Yesterday, one loud cardinal call at 5:17 a.m, then silence. Light rain and mild, then harder rain, cool in the 70s, throughout the day. The pond and the birdbath have filled, at least two inches of precipitation. The bamboo is bent over from all the water. The artichokes are sagging. The day lilies are bedraggled.
Between the time I filled the bird feeders after sunrise and the time I took the garbage out in back an hour later, something killed a bird under the tallest feeder. Feathers were scattered all around, small as well as long feathers, some with white tips, maybe from a young jay.
Was the hunter a cat or the neighborhood hawk? The violence of the scene suggested the latter. Then when I came out again around noon, all the feathers were gone, the ground completely clean. Squirrels or birds gathering material for nests?
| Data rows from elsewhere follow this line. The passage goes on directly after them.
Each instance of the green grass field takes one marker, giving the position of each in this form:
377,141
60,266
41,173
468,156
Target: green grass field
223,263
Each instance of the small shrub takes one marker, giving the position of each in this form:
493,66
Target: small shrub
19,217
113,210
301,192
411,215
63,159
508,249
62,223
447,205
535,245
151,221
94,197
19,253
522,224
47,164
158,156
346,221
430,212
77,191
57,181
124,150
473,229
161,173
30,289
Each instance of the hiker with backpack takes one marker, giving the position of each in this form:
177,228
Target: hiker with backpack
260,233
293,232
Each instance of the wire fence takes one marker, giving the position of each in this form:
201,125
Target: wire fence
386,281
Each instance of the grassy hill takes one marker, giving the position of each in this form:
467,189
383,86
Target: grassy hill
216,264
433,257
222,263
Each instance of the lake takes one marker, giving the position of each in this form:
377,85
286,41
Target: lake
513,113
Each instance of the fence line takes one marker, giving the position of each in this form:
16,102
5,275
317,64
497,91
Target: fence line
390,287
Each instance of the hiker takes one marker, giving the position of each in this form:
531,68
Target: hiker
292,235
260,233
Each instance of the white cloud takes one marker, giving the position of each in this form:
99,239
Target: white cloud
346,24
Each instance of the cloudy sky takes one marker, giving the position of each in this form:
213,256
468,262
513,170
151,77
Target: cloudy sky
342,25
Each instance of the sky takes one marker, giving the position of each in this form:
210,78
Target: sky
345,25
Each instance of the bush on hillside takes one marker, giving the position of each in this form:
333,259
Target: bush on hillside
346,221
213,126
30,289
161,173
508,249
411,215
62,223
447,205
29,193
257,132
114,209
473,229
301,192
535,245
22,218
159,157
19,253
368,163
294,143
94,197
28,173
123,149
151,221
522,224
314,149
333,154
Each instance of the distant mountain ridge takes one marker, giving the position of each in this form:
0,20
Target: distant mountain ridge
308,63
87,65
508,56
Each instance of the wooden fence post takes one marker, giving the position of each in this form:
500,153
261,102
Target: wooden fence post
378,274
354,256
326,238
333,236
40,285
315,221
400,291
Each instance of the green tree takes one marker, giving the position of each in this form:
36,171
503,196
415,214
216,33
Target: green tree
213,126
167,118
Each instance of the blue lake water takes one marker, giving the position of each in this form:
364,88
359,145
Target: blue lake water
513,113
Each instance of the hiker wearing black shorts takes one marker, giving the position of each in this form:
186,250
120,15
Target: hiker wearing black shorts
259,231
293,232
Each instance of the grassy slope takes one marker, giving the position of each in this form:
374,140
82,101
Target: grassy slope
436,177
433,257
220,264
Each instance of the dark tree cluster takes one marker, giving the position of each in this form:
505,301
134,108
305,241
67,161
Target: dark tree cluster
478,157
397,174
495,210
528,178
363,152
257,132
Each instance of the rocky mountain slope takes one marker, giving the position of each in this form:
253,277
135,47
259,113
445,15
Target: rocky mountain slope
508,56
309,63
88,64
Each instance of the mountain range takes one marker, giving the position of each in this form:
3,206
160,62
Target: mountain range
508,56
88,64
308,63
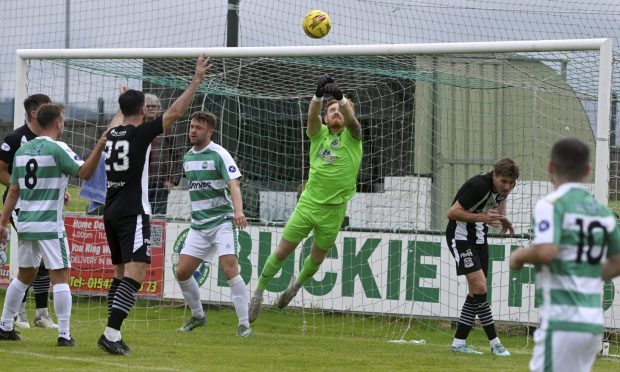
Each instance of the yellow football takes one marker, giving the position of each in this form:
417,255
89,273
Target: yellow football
316,24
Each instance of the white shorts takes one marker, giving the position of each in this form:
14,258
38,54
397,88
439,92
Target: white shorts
566,351
55,253
208,245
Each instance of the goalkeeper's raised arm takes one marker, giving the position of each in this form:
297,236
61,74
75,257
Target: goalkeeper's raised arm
336,117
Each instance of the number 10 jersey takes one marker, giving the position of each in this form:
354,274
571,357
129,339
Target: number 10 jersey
126,163
569,288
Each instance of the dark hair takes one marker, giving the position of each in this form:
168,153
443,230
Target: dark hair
131,102
48,113
33,102
570,156
205,117
506,168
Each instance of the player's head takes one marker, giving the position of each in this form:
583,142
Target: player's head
131,103
32,104
51,119
201,127
152,106
333,117
505,175
570,158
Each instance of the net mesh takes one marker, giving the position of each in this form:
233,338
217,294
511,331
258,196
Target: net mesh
429,123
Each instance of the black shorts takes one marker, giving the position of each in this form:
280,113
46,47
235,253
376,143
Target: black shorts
129,238
469,257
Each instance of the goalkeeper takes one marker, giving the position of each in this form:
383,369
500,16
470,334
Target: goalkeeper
335,156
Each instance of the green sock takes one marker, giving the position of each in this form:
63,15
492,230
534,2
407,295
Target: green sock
309,269
272,266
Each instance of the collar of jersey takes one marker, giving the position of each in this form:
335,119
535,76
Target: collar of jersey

Birds burying their dead?
Gossamer webs in the grass this morning, heavy, autumnal fog and dew. I saw cricket hunters, great black wasps with long, thing abdomens, and so I know crickets have emerged and are growing in the garden. They should be singing as July comes to an end, everything connected.
In the alley, the first tall coneflowers have opened for August, the winterberries and privet berries are becoming prominent. A shower of black walnut leaves came down from Mateo’s tree as I walked along beside the chicory. I noticed the first pokeweed berries turning purple.
This evening, I talked to my sister Maggie in Madison, Wisconsin. I told her about the feathers, and she said she had seen something strange, too: dozens of small toads, maybe half an inch long, crossing the road when she took her afternoon walk. The zen of unconnected events, I told her.